= Ali ibn Abi Bakr al-Harawi =

Persian traveller and poet (d. 1215)

Ali ibn Abi Bakr al-Harawi (d. 1215)—also known as Abu al-Hasan and Ali of Herat—was a 12th and 13th century Persian traveller originally from Herat, Afghanistan.

==Biography==
Abū al-Ḥasan ʻAlī ibn Abū (or Abī) Bakr al-Harawī was born in Mosul. Al-Harawi travelled the Islamic world and died in Aleppo, Syria in a fort built for him.

The celebrated traveller came from a family from Herat. Ibn Khallikan noted: "There was neither sea nor land, plain nor mountain, to which access could be obtained, which he had not seen; and in every place to which he went, he wrote his name upon the walls, as I myself have observed in all the cities which I visited, and their number is certainly very great. To this he was indebted for his reputation and his name as a traveller became proverbial."

== Graffiti ==
The scholar al-Mundhri noted: "He used to write 'his name' on walls (graffiti) and there was hardly a well known place of a city or otherwise save that it will have his hand writing on it." He is the first known graffiti artist (wrote many inscriptions) in the Muslim world.

== Epitaph ==
He asked that the following epitaph be written on his tombstone: "Lived as a stranger, died a loner, no friend to eulogize him, no beloved to weep over him, no family to visit him, no brothers to visit his grave, no offspring to call on him, no wife to mourn over him, I have trod where no one has, walked into towns, travelled the high seas, seen many ruins, travelled to many cities, lived among people, I did not meet a true friend, or found agreement from a comrade, so whoever reads this inscription let him not be bedazzled by anyone."

== Magic ==
Ibn al-Wardi mentioned that he dabbled in natural magic (legerdemain and phantasmagoria), talisman and sleight of hand.

== Influence ==
Saladin's son was fond of him and had great regard for him and built a fort for him in Aleppo.

== Works ==
He authored:
- Kitab al-ishara ila ma`rifat al-ziyara (Book of indications to make known the places of visitations),
- Kitab al-khutab al-Harawia (Book of sermons by al-Harawi),
- al-Tadhkira al-Harawiya fi al-hiyal al-harabiya (al-Harawi's admonition regarding war stratagems).

==Sources==
- al-Harrawi, Abu Hasan Ali b Abi Bakr. 1957. Guide des lieux de pelerinage (Kitab al-Isharat ila ma’rifat al-ziyarat).

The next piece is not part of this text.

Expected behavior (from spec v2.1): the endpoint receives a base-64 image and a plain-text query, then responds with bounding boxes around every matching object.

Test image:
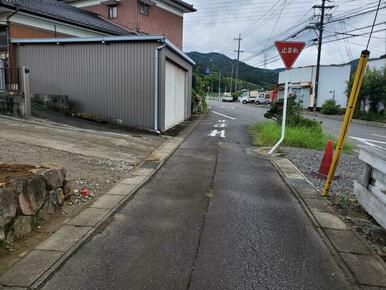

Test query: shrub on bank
[321,99,341,115]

Ed. and Trans. S. Thoumine. Damascus: Ma’had al-faransi bi Dimshaq.
- Ibn Khallikan, Wafayat al-A'yan. English translation by M. De Slane, ed. S. Moinul Haq, Kitab Bhavan. New Delhi, 1996. 3:342-4.
- al-Zirkali, al-A`lam [Biographical Dictionary]. Beirut: Dar al-Ilm li-malayin, 15th printing, 2002. 4:266.
- Meri, J. 2005. Lonely Wayfarers Guide to Pilgrimage: Ali ibn Abi bakr al-Harawi’s Kitab al-Isharat ila ma rifat al-Ziyarat. Studies in Late Antiquity and Islam. Princeton, NJ: Darwin Press.